In a 2011 report, the International Land Coalition (ILC), a global network of civil society and farmers’ organizations, estimated the global rush for land demanded 494 million acres in sub-Saharan Africa in 2000-10. ILC descended upon West Africa, where land acquisitions by foreign corporations and governments were causing environmental and agricultural devastation along the River Niger, in Africa.
“The siphoning of water for huge areas of farmland will worsen the already low water levels of the Niger,” the report said. The outcome was a “50 percent diminution of the delta flood plain’s land area. Given that social conflict over resources between farmers and pastoralists has always been a feature of the Niger Basin, the Coalition suggests that large-scale irrigation could heighten tension between local and downstream water users.”
Land grabs were said to be the causation of the 2007-08 world food price crisis ; as countries like oil-rich Saudi Arabia and South Korea bought or leased massive tracts of land in Africa, Asia and Latin America.
The RRI will be speaking at the UN Earth Summit Rio+20 next month where they will discuss politically motivated land reforms.
The UN themselves have enacted global guidelines on purchasing agricultural land from developing nations like Africa and Asia.
Nations like Ethiopia, South Sudan, Democratic Republic of Congo and Sierra Leone, in Africa have “voluntarily” signed agreements with multi-national corporations and foreign investors, allowing them to control agricultural land. The nation’s leaders believe that giving access to their resources will benefit their people; however this is just another manipulative ploy to coercively acquire control over land, food production and securitization.

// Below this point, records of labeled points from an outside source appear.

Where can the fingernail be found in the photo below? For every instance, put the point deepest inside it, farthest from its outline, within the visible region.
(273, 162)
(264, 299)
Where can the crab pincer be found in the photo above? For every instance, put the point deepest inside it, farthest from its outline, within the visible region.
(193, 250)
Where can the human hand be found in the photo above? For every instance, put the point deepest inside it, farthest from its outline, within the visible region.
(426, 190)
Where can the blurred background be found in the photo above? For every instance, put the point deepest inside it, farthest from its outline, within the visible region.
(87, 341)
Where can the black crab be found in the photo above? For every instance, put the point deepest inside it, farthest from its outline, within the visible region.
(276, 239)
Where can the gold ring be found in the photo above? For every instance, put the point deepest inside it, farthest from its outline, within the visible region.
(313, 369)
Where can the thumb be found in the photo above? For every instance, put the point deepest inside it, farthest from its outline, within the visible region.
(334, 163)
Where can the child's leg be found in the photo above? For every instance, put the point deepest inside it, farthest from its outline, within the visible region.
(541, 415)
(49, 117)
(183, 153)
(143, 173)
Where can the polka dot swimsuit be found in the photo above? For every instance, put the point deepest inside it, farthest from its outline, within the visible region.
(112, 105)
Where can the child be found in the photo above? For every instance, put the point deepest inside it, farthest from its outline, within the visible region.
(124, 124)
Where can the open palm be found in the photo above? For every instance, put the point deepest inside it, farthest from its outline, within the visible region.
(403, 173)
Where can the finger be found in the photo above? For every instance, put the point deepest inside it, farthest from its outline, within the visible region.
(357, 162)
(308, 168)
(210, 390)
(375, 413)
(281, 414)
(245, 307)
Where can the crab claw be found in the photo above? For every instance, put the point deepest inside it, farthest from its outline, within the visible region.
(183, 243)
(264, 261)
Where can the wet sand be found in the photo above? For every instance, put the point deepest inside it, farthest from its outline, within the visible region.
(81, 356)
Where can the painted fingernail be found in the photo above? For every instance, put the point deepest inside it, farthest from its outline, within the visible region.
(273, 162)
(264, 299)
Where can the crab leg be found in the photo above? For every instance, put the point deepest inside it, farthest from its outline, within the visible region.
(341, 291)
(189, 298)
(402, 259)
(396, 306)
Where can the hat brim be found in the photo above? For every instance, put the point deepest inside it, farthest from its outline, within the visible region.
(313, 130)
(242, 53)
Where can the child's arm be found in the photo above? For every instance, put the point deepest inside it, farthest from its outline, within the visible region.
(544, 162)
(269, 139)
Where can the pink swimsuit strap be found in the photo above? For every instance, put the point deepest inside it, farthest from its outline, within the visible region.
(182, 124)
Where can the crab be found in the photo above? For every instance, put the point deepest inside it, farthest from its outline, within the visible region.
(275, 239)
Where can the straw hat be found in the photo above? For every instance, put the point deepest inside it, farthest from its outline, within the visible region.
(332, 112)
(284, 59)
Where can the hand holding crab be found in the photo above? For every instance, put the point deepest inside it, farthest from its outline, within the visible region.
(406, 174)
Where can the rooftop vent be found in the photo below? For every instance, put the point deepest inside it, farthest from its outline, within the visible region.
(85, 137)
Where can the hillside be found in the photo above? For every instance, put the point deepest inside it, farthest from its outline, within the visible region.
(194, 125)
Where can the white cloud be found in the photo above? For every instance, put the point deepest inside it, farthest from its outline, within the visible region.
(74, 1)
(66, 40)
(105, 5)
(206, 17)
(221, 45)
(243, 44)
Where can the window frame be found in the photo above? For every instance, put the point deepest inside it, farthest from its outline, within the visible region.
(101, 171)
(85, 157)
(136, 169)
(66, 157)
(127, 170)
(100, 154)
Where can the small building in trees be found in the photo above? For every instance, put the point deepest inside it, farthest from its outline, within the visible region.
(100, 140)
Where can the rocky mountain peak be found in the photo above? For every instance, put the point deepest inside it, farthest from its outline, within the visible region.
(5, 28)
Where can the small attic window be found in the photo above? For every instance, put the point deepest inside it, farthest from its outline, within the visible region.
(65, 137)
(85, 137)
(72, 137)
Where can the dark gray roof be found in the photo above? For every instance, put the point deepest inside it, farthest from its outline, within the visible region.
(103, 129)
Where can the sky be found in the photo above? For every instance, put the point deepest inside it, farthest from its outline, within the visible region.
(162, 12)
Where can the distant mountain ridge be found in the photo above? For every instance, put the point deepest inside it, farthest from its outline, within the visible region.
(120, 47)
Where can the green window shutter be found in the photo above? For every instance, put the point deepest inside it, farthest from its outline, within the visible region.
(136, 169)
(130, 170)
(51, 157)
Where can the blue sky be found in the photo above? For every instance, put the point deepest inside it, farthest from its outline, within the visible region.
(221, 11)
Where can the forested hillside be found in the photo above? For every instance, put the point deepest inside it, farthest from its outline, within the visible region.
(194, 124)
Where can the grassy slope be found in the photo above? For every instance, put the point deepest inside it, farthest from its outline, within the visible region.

Once agreements are signed, the land and the people are indebted to the UN for slave labor to work the land and watch their resources being reallocated to other countries for consumption. The promise of investment and technological advancement are just the hook to convince leaders to sign away the rights of their people and their land.
President Barack Obama supports the UN’s land grab scheme with the installation of his $3 billion plan to securitize Africa’s food supply and agricultural farms. Obama wants to use Africa as a base for growing the world’s food supply, under his controlled initiatives.
Over the last decade, the UN has “acquired” an area of land in Africa and Asia the size of Great Britain.
Partners of the RRI directly engage in land grab schemes under the guise of forest policy reform in Africa, Asia and Latin America. The study conducted by the RRI focused in China India and Brazil and deforestations impact on sustainability.
Deforestation is assumed to produce 20% of the CO2 released into the atmosphere.
Like in communities in America, the Agenda 21 policies are dispersed on a local level, as the RRI point out that in China’s Tenchong area, the residents vote on forest management or individual maintenance.
Reforms in China are seen as a blueprint as Agenda 21 slowly infiltrates the Asian nation.
“In Asia, most governments continue to deny local land rights and to promote economic activities that result in deforestation. Forests in the region are being depleted, communities are losing their homelands, and corruption is common,” the RRI report says.
RRI has identified Laos, Cambodia and Malaysia as violators of the new biodiversity protocols as deforestation has extended to “ancient old growth forests”.
Andy White, RRI coordinator stressed that reforms need to be in place to “protect local resident’s rights” however he also asserts that: “Land rights have to be secure for development to be sustainable.” The standard of sustainability is clearly defined in the UN’s documents concerning biodiversity and Agenda 21 Sustainable Development.
While many world leaders have declined attend the UN Earth Summit this year, conservationists like the Reduction of Emissions from Deforestation and Forest Degradation (REDD) program are concerned their proposals on the reformation of land rights will not be heard.
REDD is an international program that allocates funds to nations that want to cut emissions while adhering to predisposed forest governance regulations, commitment to biodiversity and supposed rights of indigenous people, while maintaining land rights be redistributed to responsible groups in land grab style acquisition.
White contends: “Unless the land issue is addressed, we are not going to make progress on REDD, global warming or even poverty.”
REDD provides “incentives” to make sure forests are not cut down.
REDD has run across difficulties in China, as the public regularly protests the land grab schemes referred to as “maintaining local land rights”. To justify their land grab policies, REDD is promoting the Tengchong region as an example of successful land allocation that supports sustainability.
Africa is a focus for land grabbing schemes as the issue of land rights has been largely ignored by agribusinesses and global investment funds that infiltrate public land holdings, according to White.